I found gun violence prevention to be a striking issue. After learning about it, I immediately knew that I wanted to discuss the issue at the final goal of the L’Taken seminar, which was lobbying at Capitol Hill. I wanted to explain why more thorough background checks would help gun violence protection.
I spent Sunday night vigorously typing a speech to present at the office of U.S. Rep. Ann Wagner, R-Mo., the next morning. Like other teens at RAC, I began to understand the power I harness.
Cara said, “I became aware of what an impact I can have on the government and how I can share my Jewish values with our state representatives.”
On Monday morning, we awoke early and stepped into our most professional outfits. I felt excited to be presented with the opportunity to truly make a difference, yet nervous that we might not be taken seriously. Clutching the folder with my speech, I made the long walk up Capitol Hill in freezing weather, but I felt warm surrounded by new friends whom I had met during the trip, as well as ones I knew beforehand.
“While walking, I took a moment to look around and realize how much influence this trip really had on me,” Hannah said. “I had created lifelong friendships and felt positive on the difference that my speech could make to people around the country, regardless of their race, religion or background.”
To be truthful, my experience was not as effective as I imagined it to be. Instead of sitting around a conference table with all eyes on me, I spoke to a woman in the hallway of the House of Representatives. Other Congress people frequently walked through the meeting, and it diminished the speech that I had worked so hard to perfect.

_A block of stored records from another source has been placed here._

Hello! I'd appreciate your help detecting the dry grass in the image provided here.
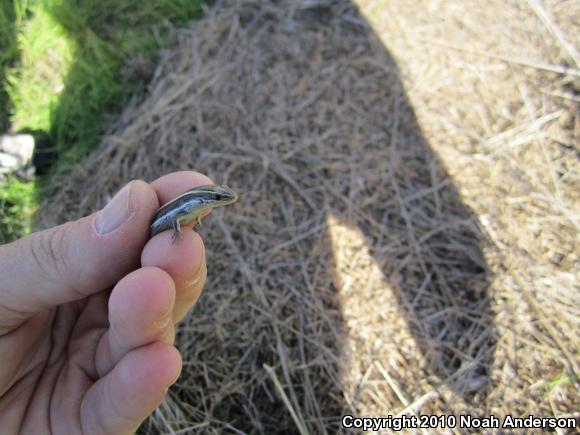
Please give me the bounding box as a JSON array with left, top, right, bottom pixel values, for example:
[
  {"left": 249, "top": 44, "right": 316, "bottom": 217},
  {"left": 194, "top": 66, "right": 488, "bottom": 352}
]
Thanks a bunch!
[{"left": 38, "top": 0, "right": 580, "bottom": 433}]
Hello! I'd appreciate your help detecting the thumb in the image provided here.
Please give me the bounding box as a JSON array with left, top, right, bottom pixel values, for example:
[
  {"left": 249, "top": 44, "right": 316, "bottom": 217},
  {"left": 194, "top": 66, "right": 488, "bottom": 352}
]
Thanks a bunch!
[{"left": 0, "top": 181, "right": 159, "bottom": 328}]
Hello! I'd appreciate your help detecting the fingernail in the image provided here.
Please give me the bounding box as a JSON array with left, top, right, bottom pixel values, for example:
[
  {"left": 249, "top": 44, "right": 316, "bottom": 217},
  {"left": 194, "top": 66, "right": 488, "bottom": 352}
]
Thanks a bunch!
[
  {"left": 95, "top": 183, "right": 132, "bottom": 235},
  {"left": 155, "top": 309, "right": 173, "bottom": 329}
]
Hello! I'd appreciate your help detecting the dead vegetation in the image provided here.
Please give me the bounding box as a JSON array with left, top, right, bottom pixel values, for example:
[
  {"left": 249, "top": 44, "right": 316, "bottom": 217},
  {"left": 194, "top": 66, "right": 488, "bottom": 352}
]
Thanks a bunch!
[{"left": 38, "top": 0, "right": 580, "bottom": 433}]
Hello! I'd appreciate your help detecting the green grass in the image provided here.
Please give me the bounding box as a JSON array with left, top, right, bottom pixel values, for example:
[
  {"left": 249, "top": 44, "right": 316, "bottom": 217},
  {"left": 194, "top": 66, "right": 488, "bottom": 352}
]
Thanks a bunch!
[
  {"left": 0, "top": 177, "right": 37, "bottom": 243},
  {"left": 0, "top": 0, "right": 202, "bottom": 241}
]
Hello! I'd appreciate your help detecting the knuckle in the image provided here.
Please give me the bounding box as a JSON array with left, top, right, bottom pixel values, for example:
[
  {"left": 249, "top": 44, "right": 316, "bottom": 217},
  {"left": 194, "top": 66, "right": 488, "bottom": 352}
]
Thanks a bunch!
[{"left": 31, "top": 226, "right": 70, "bottom": 286}]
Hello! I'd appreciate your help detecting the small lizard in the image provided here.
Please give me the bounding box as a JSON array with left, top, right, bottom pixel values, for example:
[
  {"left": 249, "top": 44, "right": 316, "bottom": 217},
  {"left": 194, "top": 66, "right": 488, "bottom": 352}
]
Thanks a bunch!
[{"left": 151, "top": 185, "right": 238, "bottom": 243}]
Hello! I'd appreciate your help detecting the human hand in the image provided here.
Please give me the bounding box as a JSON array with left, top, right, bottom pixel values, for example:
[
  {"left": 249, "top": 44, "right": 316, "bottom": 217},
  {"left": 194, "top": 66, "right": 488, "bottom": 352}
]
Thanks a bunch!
[{"left": 0, "top": 172, "right": 211, "bottom": 434}]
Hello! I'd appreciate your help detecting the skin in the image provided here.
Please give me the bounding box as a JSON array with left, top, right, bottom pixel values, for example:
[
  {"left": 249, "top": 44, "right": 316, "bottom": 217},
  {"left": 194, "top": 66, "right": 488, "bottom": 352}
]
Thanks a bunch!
[{"left": 0, "top": 172, "right": 212, "bottom": 434}]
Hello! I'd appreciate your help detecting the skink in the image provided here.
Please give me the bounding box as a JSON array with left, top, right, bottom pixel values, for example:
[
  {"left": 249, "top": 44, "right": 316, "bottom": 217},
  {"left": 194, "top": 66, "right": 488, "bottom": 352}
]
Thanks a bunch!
[{"left": 151, "top": 185, "right": 238, "bottom": 242}]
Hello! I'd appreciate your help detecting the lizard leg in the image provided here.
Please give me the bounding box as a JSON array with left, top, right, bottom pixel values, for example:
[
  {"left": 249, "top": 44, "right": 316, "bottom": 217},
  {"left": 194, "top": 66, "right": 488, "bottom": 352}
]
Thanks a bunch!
[{"left": 171, "top": 219, "right": 181, "bottom": 243}]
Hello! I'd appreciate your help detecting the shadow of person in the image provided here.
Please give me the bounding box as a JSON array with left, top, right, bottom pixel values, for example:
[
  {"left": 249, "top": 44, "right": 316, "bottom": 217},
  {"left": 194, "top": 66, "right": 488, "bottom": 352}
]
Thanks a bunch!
[
  {"left": 138, "top": 1, "right": 495, "bottom": 433},
  {"left": 37, "top": 0, "right": 495, "bottom": 433}
]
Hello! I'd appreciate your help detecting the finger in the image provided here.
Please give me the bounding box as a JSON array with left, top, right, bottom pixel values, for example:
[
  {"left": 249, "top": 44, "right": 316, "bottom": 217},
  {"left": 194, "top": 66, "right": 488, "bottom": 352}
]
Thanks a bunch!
[
  {"left": 141, "top": 231, "right": 207, "bottom": 322},
  {"left": 95, "top": 267, "right": 175, "bottom": 376},
  {"left": 0, "top": 181, "right": 159, "bottom": 330},
  {"left": 81, "top": 343, "right": 181, "bottom": 434}
]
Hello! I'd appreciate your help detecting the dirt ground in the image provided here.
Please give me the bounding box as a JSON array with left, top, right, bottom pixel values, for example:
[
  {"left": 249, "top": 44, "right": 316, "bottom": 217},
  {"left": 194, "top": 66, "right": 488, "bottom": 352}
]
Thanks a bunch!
[{"left": 42, "top": 0, "right": 580, "bottom": 434}]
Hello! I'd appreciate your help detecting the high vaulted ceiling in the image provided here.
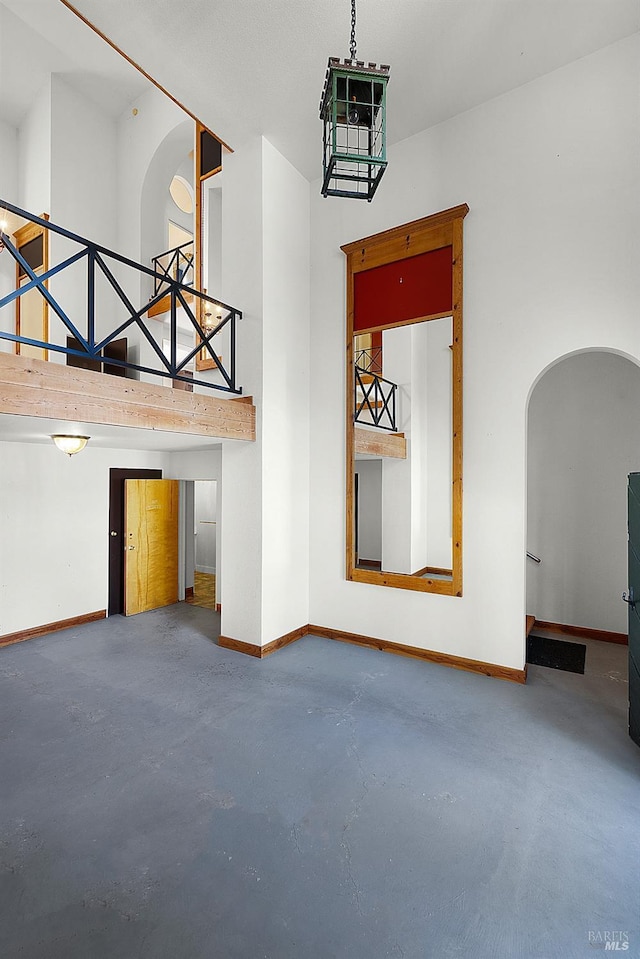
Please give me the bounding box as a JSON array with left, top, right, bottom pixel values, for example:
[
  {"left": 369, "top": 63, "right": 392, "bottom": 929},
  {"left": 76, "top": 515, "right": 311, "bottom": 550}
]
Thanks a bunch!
[
  {"left": 0, "top": 0, "right": 149, "bottom": 126},
  {"left": 45, "top": 0, "right": 640, "bottom": 179}
]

However, just because my speech had not gone as planned does not mean that I will stop. After gaining first-hand experience in many of the issues of our society, I am determined to work hard and let my thoughts be heard. As a Jewish teenager, I believe that every voice is equal and can affect6 society in unbelievable ways.
L’Taken was just the first step of my journey to find justice within my community and outside of it.